The head of the US Federal Reserve noted that the country's economic growth was stronger than expected, which requires high interest rates. He also expected the recovery in the U.S. employment market to continue.

Decision in line with expectations

The US Federal Reserve kept interest rates at a 22-year high on Wednesday, but hardened its stance on monetary tightening, as it is expected to raise interest rates again by the end of the year and tighten monetary policy until 2024 more than previously expected.

As they did in June, central bank policymakers expect on average the benchmark overnight interest rate to peak this year in a range of 5.50-5.75 percent, a quarter of a percentage point above the current range.

But the central bank's updated quarterly forecast suggests interest rates will fall only half a percentage point in 2024 compared to expectations of a full percentage point drop during the central bank's June meeting.
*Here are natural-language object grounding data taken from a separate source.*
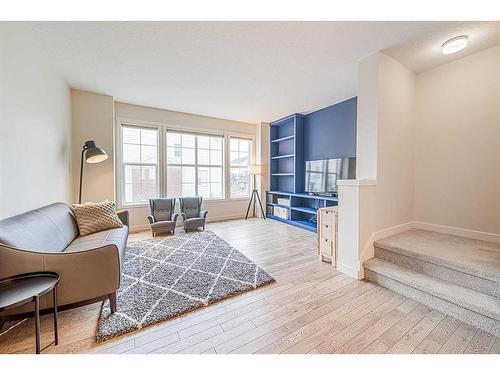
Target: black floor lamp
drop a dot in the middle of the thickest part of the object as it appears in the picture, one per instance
(255, 170)
(93, 155)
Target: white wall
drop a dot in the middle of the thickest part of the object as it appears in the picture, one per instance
(457, 144)
(34, 127)
(396, 113)
(92, 118)
(218, 209)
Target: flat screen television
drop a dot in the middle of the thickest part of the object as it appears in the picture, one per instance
(322, 175)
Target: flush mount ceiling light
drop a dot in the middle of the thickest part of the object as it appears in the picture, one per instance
(454, 45)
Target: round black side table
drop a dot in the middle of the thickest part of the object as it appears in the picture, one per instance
(29, 287)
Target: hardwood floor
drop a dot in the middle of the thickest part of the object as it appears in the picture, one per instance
(311, 308)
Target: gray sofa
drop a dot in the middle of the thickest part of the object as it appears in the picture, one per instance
(47, 239)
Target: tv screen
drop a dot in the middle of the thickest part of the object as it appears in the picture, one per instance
(322, 175)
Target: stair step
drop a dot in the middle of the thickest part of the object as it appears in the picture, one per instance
(475, 308)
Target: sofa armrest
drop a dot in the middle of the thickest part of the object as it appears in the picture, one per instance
(123, 216)
(84, 275)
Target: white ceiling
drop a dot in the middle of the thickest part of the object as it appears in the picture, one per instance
(247, 71)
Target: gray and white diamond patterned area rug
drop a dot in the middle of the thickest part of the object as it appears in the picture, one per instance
(164, 278)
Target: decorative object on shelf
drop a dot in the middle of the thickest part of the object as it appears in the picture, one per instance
(93, 155)
(162, 218)
(328, 234)
(165, 278)
(255, 170)
(29, 287)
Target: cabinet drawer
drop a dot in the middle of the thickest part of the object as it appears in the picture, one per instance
(327, 217)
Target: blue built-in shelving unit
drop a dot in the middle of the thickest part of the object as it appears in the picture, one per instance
(287, 154)
(287, 175)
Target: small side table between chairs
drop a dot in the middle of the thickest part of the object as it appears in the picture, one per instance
(29, 287)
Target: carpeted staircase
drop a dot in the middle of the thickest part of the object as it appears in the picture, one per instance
(455, 275)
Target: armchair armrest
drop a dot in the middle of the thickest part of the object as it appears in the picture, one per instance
(123, 216)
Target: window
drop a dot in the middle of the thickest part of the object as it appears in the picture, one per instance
(239, 161)
(195, 165)
(140, 164)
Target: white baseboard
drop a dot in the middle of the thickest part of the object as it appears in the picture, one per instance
(369, 252)
(468, 233)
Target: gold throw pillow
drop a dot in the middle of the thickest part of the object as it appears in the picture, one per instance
(96, 217)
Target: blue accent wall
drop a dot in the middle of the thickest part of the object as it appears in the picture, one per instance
(330, 132)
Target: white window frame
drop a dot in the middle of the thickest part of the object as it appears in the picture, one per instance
(162, 156)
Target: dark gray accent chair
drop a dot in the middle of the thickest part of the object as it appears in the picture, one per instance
(47, 239)
(192, 213)
(162, 218)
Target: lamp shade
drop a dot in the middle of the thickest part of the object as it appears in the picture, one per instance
(256, 169)
(94, 154)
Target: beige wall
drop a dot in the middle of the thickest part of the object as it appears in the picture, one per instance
(92, 119)
(34, 128)
(457, 160)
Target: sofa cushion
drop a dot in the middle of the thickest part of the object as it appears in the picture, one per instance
(116, 236)
(47, 229)
(96, 217)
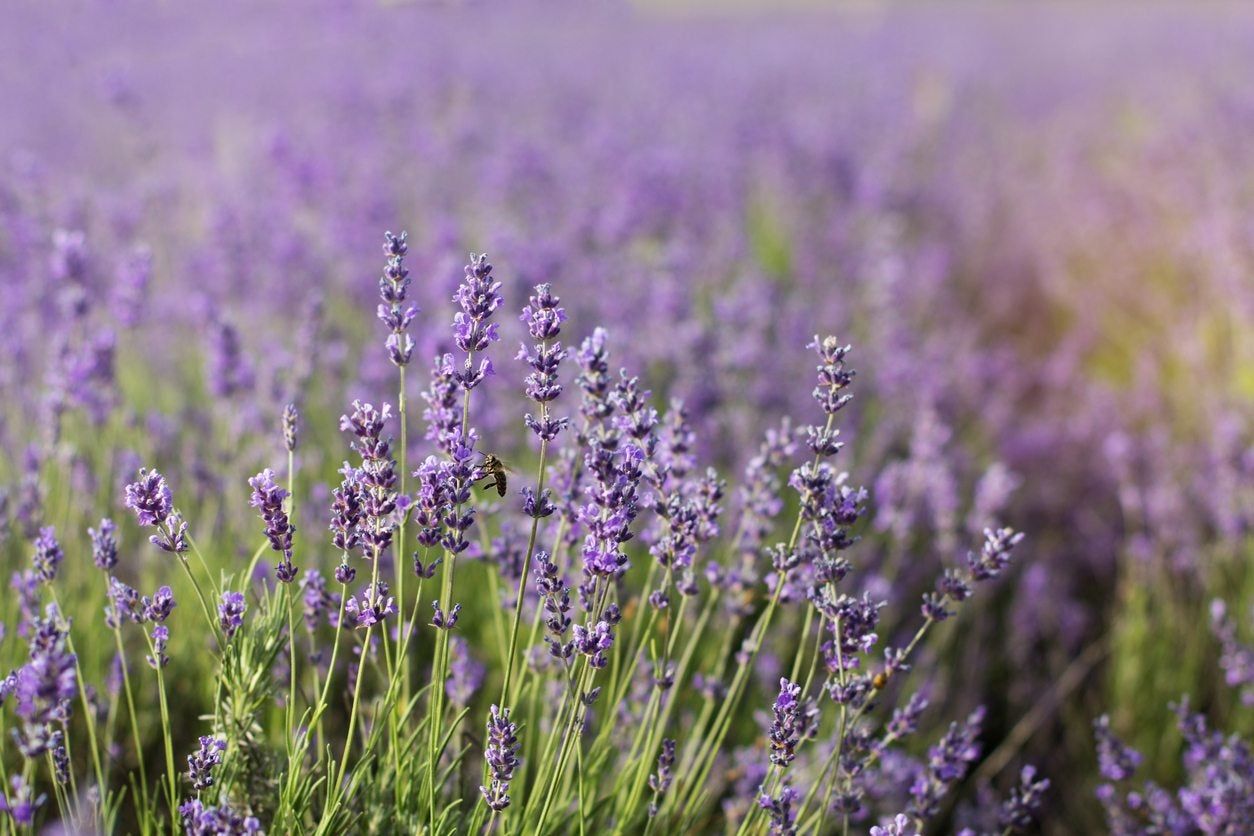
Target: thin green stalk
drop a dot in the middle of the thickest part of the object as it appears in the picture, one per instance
(88, 713)
(336, 790)
(132, 717)
(527, 563)
(167, 735)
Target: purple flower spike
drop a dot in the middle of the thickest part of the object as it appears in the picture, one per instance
(543, 318)
(159, 606)
(502, 757)
(785, 731)
(201, 762)
(161, 638)
(104, 544)
(152, 501)
(444, 621)
(479, 297)
(393, 311)
(231, 613)
(371, 606)
(48, 554)
(21, 804)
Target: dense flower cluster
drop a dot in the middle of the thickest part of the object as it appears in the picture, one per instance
(1008, 247)
(270, 499)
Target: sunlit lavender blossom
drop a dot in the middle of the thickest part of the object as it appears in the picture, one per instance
(442, 619)
(785, 727)
(159, 606)
(371, 606)
(472, 331)
(465, 672)
(161, 639)
(290, 426)
(948, 762)
(346, 510)
(48, 554)
(899, 826)
(780, 807)
(231, 613)
(393, 311)
(20, 802)
(270, 499)
(543, 317)
(378, 474)
(152, 501)
(660, 781)
(45, 684)
(201, 820)
(104, 544)
(201, 762)
(502, 756)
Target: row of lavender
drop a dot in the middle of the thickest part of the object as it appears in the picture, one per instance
(1006, 255)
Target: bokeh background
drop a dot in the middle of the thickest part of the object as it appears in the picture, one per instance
(1033, 223)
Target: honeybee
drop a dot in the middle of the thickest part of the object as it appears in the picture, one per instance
(493, 470)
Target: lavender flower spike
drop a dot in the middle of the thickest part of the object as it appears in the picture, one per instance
(268, 499)
(543, 318)
(104, 544)
(393, 311)
(502, 757)
(152, 501)
(479, 297)
(785, 730)
(231, 613)
(201, 762)
(48, 554)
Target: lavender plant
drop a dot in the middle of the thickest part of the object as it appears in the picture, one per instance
(1051, 308)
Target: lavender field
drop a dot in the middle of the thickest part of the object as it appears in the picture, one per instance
(521, 417)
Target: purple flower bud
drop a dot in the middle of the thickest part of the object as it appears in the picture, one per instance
(159, 606)
(502, 756)
(201, 762)
(161, 638)
(444, 621)
(371, 606)
(393, 311)
(290, 426)
(104, 544)
(785, 727)
(231, 613)
(48, 554)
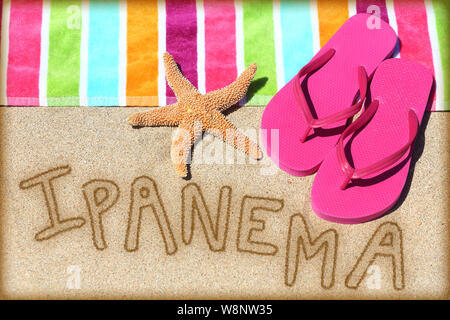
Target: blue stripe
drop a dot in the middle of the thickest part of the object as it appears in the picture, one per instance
(297, 38)
(103, 65)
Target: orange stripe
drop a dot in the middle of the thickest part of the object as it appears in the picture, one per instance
(332, 15)
(142, 53)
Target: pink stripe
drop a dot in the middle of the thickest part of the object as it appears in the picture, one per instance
(363, 5)
(220, 43)
(415, 43)
(24, 51)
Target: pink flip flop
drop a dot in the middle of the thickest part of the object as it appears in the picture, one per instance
(363, 176)
(320, 96)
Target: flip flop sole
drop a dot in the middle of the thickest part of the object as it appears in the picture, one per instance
(399, 85)
(332, 88)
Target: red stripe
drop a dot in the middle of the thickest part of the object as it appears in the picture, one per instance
(24, 52)
(220, 44)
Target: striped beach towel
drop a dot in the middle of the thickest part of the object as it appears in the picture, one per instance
(108, 52)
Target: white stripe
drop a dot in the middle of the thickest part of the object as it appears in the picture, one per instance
(315, 26)
(123, 53)
(161, 50)
(351, 8)
(84, 53)
(240, 63)
(201, 46)
(4, 51)
(438, 72)
(278, 44)
(45, 33)
(392, 21)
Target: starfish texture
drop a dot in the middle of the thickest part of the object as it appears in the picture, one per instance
(194, 113)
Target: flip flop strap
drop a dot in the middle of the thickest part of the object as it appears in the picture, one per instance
(352, 173)
(338, 116)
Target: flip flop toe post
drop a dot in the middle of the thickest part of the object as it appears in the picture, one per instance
(363, 177)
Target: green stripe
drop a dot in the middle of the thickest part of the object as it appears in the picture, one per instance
(442, 14)
(63, 76)
(259, 46)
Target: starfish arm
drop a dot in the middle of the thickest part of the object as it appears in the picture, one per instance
(182, 143)
(179, 84)
(230, 95)
(164, 116)
(223, 129)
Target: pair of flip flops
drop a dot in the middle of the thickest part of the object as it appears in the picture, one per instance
(361, 166)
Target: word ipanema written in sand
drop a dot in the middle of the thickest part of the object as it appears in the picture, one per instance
(101, 195)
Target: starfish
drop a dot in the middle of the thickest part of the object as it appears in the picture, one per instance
(195, 113)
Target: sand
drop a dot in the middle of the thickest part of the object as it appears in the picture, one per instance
(94, 149)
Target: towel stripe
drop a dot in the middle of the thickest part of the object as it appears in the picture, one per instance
(442, 16)
(297, 36)
(24, 52)
(363, 5)
(413, 32)
(220, 43)
(259, 47)
(142, 57)
(109, 52)
(332, 15)
(103, 71)
(64, 53)
(181, 39)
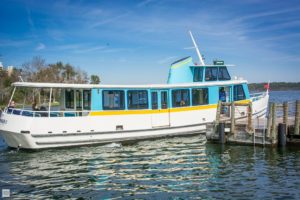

The Federal Open Market Committee, which sets interest rates, said in a statement that "inflation remains high." The statement included forecasts of stronger economic growth and job growth than previously forecasts, keeping in mind the prospects for a "soft landing" of the economy.

Not a business plan

Powell warned that the central bank's new forecast, which shows tightening in monetary policy will remain longer, is not an action plan.

Regarding the new interest rate forecast, he said, "I don't want to label it really a plan," but instead reflect officials' view that the economy will perform better than they expected a few months ago.

Powell said he would not give any indication in his answers today about when the rate cut will begin, adding: "The time will come when it will be appropriate to start cutting rates."

After raising interest rates 11 times since March last year, inflation has fallen sharply but is still above the Federal Reserve's target of 2 percent a year, keeping pressure on officials to consider further action.

"Smooth landing"

Powell said there is a good chance that strong interest rate hikes will not push the U.S. economy into recession even though things are beyond the central bank's control.

"I always think a smooth landing is a possible prediction." He said his forecasts remained valid, but warned that other factors could affect the central bank's outlook.

Expectations of better growth and lower unemployment by bank officials point to confidence that the economy will withstand interest rate hikes without suffering too much.